If you mean the oldest surviving bathtub you could step into, the best-supported example is the Minoan tub from Crete around 1700–1600 BC. If you mean early American home use, tubs existed by the early 1800s in some wealthy houses, even if they were not plumbed the way we expect now. If you mean the modern bathtub as a standardized, enamel-coated cast iron fixture that helped spread home bathing, the 1880s matter because manufacturing and materials made bathtubs easier to sell and keep clean.
And if anyone tells you the first U.S. bathtub was installed in Cincinnati in 1842 and caused bans, you now know to ask a follow-up: Where did that story come from, and does it mention the later admission that it was satire?
FAQ
1. Who Invented the Bathtub?
No single person can be credited with “inventing” the bathtub. Bathing vessels evolved independently across many ancient civilizations as people sought ways to soak, cleanse, and relax. Archaeological evidence shows that early tubs or tub-like containers existed in Mesopotamia, the Indus Valley, Egypt, and the Mediterranean. Over thousands of years, the bathtub gradually developed from simple stone or clay basins into purpose-built fixtures, shaped by local materials, hygiene beliefs, and social customs rather than by one inventor.

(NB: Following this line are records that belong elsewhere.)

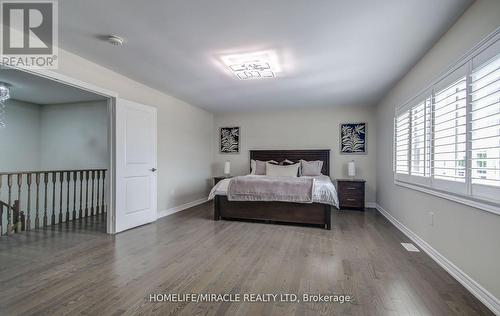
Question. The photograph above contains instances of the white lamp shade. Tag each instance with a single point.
(351, 169)
(227, 167)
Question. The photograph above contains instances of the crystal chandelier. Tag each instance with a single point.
(4, 96)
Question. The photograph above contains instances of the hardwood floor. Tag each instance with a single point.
(81, 270)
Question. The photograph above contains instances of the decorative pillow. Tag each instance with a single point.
(311, 168)
(287, 162)
(259, 167)
(282, 171)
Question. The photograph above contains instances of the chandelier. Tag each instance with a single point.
(4, 96)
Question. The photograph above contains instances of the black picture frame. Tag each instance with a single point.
(229, 140)
(353, 138)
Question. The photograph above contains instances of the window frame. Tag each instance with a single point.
(456, 191)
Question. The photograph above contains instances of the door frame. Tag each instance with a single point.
(111, 96)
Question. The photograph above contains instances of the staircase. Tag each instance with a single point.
(45, 198)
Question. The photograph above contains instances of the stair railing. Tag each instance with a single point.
(67, 195)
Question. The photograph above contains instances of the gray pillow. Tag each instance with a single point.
(259, 167)
(311, 168)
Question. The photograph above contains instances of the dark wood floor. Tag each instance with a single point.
(79, 270)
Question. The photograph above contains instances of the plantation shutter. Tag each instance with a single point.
(450, 132)
(402, 141)
(485, 125)
(420, 139)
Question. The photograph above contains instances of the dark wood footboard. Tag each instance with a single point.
(314, 213)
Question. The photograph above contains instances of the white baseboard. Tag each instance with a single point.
(475, 288)
(179, 208)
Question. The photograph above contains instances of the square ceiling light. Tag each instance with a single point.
(249, 66)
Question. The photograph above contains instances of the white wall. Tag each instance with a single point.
(185, 132)
(74, 136)
(300, 129)
(468, 237)
(19, 142)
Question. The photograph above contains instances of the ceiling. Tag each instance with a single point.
(34, 89)
(331, 52)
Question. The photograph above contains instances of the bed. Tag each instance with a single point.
(317, 213)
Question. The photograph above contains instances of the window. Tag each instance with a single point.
(402, 142)
(448, 139)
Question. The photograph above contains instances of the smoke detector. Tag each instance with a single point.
(116, 40)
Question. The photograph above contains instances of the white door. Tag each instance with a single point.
(135, 165)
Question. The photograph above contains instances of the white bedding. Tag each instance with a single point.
(323, 190)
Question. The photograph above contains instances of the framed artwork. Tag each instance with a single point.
(353, 138)
(230, 140)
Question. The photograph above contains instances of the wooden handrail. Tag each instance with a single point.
(3, 173)
(50, 187)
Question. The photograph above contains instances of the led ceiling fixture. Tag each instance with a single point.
(257, 65)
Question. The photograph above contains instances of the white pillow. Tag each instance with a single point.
(310, 168)
(282, 171)
(258, 167)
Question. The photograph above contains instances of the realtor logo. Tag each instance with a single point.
(29, 34)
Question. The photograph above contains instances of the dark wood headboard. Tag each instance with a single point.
(295, 156)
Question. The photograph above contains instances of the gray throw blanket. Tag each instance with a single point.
(284, 189)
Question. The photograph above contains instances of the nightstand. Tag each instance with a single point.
(351, 193)
(219, 178)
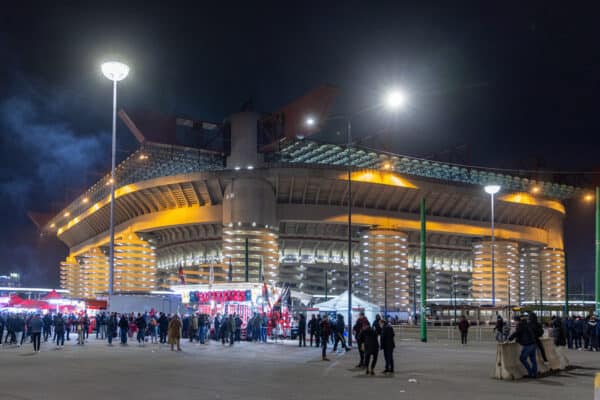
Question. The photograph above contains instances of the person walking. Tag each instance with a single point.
(163, 327)
(578, 328)
(325, 332)
(193, 327)
(463, 327)
(387, 345)
(339, 333)
(59, 331)
(80, 330)
(111, 328)
(361, 323)
(318, 336)
(140, 323)
(538, 332)
(36, 326)
(174, 332)
(525, 336)
(47, 320)
(123, 329)
(371, 345)
(232, 329)
(498, 329)
(302, 331)
(312, 328)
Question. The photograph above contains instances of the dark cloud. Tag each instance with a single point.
(45, 160)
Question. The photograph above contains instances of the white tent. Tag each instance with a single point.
(339, 304)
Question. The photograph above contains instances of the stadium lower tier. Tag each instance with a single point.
(385, 264)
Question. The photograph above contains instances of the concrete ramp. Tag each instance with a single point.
(509, 367)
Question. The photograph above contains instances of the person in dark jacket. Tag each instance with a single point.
(140, 322)
(387, 345)
(59, 330)
(302, 331)
(325, 332)
(463, 327)
(163, 327)
(124, 327)
(538, 331)
(578, 328)
(36, 326)
(570, 331)
(47, 326)
(592, 333)
(498, 329)
(312, 328)
(558, 332)
(361, 324)
(371, 345)
(339, 333)
(526, 338)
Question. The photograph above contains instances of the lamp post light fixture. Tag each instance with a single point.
(492, 190)
(394, 100)
(115, 71)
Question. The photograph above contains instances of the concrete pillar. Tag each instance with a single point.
(249, 214)
(244, 141)
(384, 258)
(506, 270)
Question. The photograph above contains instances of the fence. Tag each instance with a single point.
(477, 333)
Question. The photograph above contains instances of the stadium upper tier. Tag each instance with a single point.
(155, 160)
(280, 212)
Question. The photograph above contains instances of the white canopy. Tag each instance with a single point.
(340, 305)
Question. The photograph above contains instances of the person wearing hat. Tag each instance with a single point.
(526, 338)
(36, 325)
(498, 329)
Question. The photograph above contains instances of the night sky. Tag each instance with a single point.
(510, 84)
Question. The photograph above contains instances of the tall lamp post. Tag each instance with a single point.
(492, 190)
(394, 100)
(115, 71)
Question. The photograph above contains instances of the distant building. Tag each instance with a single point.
(13, 279)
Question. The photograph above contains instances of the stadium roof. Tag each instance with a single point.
(310, 152)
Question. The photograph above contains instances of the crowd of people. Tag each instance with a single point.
(161, 328)
(370, 339)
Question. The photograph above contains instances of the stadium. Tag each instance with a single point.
(255, 199)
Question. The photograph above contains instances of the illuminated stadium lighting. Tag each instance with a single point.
(114, 70)
(492, 189)
(396, 99)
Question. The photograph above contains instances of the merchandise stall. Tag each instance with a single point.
(241, 298)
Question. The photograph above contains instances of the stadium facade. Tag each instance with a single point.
(252, 208)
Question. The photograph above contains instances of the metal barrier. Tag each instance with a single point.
(477, 333)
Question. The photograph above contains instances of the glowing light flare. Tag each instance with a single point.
(396, 99)
(492, 189)
(115, 70)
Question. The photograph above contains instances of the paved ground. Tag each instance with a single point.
(272, 371)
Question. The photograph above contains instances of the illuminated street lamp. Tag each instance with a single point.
(115, 71)
(394, 100)
(492, 190)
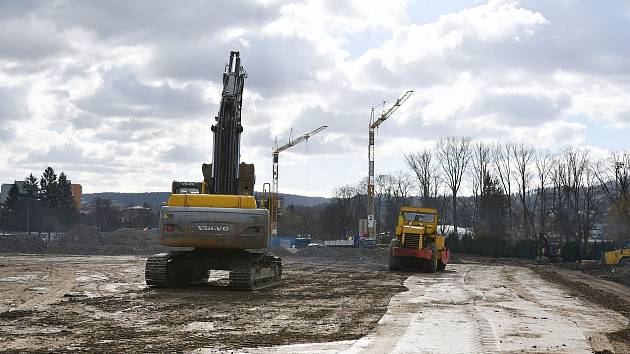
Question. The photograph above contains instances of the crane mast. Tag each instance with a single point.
(374, 124)
(227, 130)
(273, 203)
(226, 175)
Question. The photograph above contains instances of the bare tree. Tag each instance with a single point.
(454, 154)
(614, 179)
(480, 166)
(523, 156)
(502, 163)
(543, 168)
(423, 167)
(574, 165)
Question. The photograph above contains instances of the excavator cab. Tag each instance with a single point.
(188, 187)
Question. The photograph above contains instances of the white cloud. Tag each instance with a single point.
(121, 95)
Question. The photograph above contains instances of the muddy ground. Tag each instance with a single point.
(100, 303)
(96, 303)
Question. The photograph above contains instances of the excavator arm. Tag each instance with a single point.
(226, 175)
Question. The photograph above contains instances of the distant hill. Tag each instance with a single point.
(155, 199)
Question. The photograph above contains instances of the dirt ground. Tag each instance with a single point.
(99, 303)
(331, 300)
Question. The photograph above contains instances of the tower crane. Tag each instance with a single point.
(374, 124)
(273, 203)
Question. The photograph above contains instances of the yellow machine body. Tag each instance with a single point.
(212, 201)
(618, 257)
(417, 238)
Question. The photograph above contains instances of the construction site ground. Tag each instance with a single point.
(330, 300)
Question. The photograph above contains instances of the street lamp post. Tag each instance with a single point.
(28, 215)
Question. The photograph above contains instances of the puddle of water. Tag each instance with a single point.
(199, 327)
(24, 278)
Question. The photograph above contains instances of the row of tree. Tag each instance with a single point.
(38, 205)
(48, 205)
(513, 192)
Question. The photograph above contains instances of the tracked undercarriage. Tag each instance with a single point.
(248, 270)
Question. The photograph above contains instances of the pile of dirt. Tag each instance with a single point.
(378, 255)
(619, 274)
(620, 339)
(83, 239)
(22, 243)
(86, 240)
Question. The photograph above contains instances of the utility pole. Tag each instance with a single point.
(374, 124)
(273, 205)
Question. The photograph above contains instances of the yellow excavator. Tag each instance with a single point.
(417, 243)
(218, 217)
(618, 257)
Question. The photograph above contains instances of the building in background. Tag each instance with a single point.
(77, 194)
(77, 191)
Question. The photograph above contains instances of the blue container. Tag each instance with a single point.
(302, 242)
(283, 241)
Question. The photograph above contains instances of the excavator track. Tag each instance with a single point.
(258, 271)
(156, 270)
(248, 270)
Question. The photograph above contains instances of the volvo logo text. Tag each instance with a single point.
(213, 228)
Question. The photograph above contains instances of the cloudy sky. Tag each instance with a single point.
(121, 94)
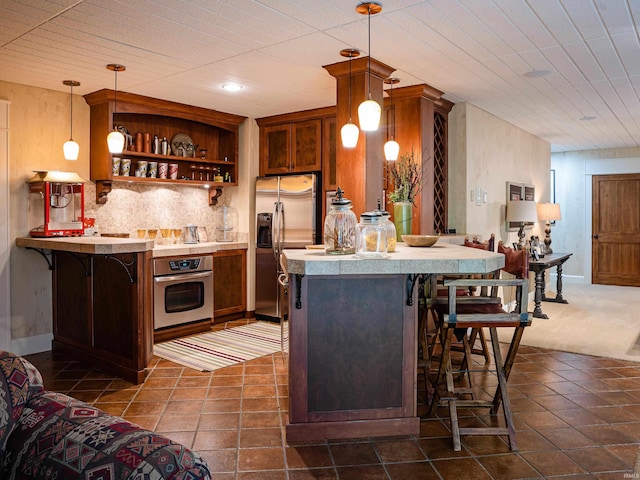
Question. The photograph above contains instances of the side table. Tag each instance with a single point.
(539, 267)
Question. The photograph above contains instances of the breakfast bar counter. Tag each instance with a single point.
(353, 337)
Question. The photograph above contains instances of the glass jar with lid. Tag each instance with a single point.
(391, 231)
(340, 227)
(390, 227)
(371, 236)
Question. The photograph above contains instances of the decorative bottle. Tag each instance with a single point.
(340, 227)
(371, 236)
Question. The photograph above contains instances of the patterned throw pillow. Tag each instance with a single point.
(19, 381)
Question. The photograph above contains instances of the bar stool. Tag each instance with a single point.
(446, 391)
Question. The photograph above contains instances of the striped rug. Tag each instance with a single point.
(212, 350)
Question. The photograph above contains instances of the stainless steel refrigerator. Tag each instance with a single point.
(286, 217)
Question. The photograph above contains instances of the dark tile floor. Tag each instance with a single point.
(576, 417)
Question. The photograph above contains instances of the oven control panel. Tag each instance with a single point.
(184, 264)
(181, 265)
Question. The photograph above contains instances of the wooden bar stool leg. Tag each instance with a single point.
(502, 387)
(455, 427)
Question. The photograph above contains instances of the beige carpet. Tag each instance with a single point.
(599, 320)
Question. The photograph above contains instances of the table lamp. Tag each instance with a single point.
(548, 212)
(521, 211)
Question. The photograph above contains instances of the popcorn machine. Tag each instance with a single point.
(56, 204)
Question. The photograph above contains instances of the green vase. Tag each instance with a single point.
(402, 218)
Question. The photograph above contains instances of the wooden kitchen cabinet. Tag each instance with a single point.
(329, 154)
(210, 130)
(292, 148)
(293, 143)
(229, 285)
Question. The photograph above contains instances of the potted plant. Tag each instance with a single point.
(406, 178)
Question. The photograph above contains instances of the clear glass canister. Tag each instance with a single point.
(371, 236)
(391, 231)
(340, 227)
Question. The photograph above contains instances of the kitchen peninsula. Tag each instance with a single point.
(353, 337)
(103, 297)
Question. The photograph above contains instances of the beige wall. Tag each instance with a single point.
(485, 153)
(39, 122)
(574, 172)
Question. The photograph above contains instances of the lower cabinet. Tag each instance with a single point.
(229, 285)
(102, 310)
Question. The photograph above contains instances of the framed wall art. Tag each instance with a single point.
(517, 192)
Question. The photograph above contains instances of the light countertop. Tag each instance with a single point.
(112, 245)
(443, 257)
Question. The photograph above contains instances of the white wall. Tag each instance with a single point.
(485, 153)
(5, 302)
(574, 171)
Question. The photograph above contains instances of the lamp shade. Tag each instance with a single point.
(115, 141)
(523, 211)
(369, 113)
(549, 212)
(349, 134)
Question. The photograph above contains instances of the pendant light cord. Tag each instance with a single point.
(369, 59)
(115, 98)
(71, 116)
(350, 58)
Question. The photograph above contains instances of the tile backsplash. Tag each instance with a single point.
(133, 206)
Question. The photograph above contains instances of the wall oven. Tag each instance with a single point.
(182, 290)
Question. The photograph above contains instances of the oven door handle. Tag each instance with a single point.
(183, 277)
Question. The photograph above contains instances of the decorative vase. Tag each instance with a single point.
(402, 213)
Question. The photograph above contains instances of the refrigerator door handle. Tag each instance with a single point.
(275, 237)
(282, 223)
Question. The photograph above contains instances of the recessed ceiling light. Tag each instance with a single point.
(232, 87)
(536, 73)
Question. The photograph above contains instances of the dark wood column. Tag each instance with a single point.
(414, 131)
(360, 169)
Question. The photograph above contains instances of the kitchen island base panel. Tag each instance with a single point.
(352, 354)
(105, 362)
(352, 429)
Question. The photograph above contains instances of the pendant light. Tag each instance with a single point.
(392, 148)
(115, 139)
(369, 111)
(349, 131)
(71, 148)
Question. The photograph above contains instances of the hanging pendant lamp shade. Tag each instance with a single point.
(349, 132)
(392, 148)
(71, 149)
(115, 139)
(369, 111)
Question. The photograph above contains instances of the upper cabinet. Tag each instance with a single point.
(201, 144)
(293, 143)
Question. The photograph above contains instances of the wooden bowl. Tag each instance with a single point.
(420, 240)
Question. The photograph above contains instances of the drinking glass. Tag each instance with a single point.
(166, 233)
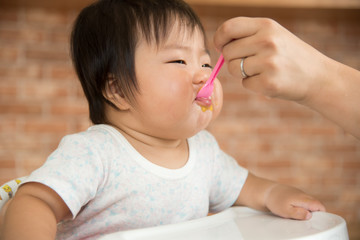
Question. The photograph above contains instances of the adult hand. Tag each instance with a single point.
(278, 64)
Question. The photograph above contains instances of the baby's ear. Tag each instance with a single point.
(115, 96)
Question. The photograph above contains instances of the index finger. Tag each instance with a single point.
(236, 28)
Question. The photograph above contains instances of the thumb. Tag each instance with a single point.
(299, 213)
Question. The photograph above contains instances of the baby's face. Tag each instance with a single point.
(169, 78)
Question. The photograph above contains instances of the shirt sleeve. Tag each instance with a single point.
(228, 178)
(74, 171)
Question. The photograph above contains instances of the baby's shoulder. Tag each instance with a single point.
(204, 136)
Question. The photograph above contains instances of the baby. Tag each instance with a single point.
(147, 160)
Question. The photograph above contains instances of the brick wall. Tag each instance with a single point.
(41, 101)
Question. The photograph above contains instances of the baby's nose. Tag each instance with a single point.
(201, 77)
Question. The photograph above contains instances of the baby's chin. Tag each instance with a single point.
(216, 99)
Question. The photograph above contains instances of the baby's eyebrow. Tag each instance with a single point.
(183, 47)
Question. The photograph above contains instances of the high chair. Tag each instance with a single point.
(240, 223)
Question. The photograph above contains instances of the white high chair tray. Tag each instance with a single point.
(243, 223)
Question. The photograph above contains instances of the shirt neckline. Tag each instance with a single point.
(148, 165)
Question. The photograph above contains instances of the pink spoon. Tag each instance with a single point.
(207, 89)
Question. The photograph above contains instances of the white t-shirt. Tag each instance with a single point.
(109, 187)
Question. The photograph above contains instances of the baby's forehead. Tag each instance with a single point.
(178, 35)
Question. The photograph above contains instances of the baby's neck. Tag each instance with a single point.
(168, 153)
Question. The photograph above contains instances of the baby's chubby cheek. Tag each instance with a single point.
(217, 99)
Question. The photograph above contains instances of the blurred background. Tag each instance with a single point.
(41, 99)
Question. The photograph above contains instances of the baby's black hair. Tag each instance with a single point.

2. What Is the Oldest Bathtub Ever Found?
One of the oldest surviving personal-sized bathtubs frequently cited by historians is a Minoan pedestal tub discovered on the island of Crete, dating to approximately 1700–1600 BC. This tub was made from fired clay and featured a raised base and curved interior, showing that early designers already considered comfort and drainage. Its discovery suggests that private bathing, not just communal washing, was part of daily life in advanced Bronze Age societies.
3. What Was the First Bathtub in America With Plumbing?
In the United States, one of the earliest well-documented plumbed bathtubs was installed in Lancaster, Pennsylvania, in 1839. Unlike earlier portable tubs that had to be filled and emptied manually, this bathtub was connected to a municipal water supply and drainage system. At the time, indoor plumbing was still rare, and bathtubs were considered a luxury or even a health risk by some critics, making this installation an important milestone in American bathroom history.
4. How Did People Drain Bathtubs in the 1800s?
During the early and mid-1800s, many bathtubs were portable and had no built-in drainage, so water was emptied by hand using buckets. In homes with early plumbing, tubs often included a simple drain hole or stopper connected to a basic pipe that led to a waste line or outdoors. These systems varied widely, lacked standard sizing, and often had limited odor control, which is why consistent plumbing codes and modern traps did not become widespread until later in the century.
5. What Were Bathtubs Made Of in the 1960s?
In the 1960s, bathtubs were commonly made from enameled metal, including cast iron and steel, which were valued for durability and heat retention. At the same time, fiberglass and other early plastics-based tubs were gaining popularity. These newer materials were significantly lighter, less expensive, and easier to install, helping to standardize built-in tubs in mass housing and paving the way for acrylic bathtub designs widely used today.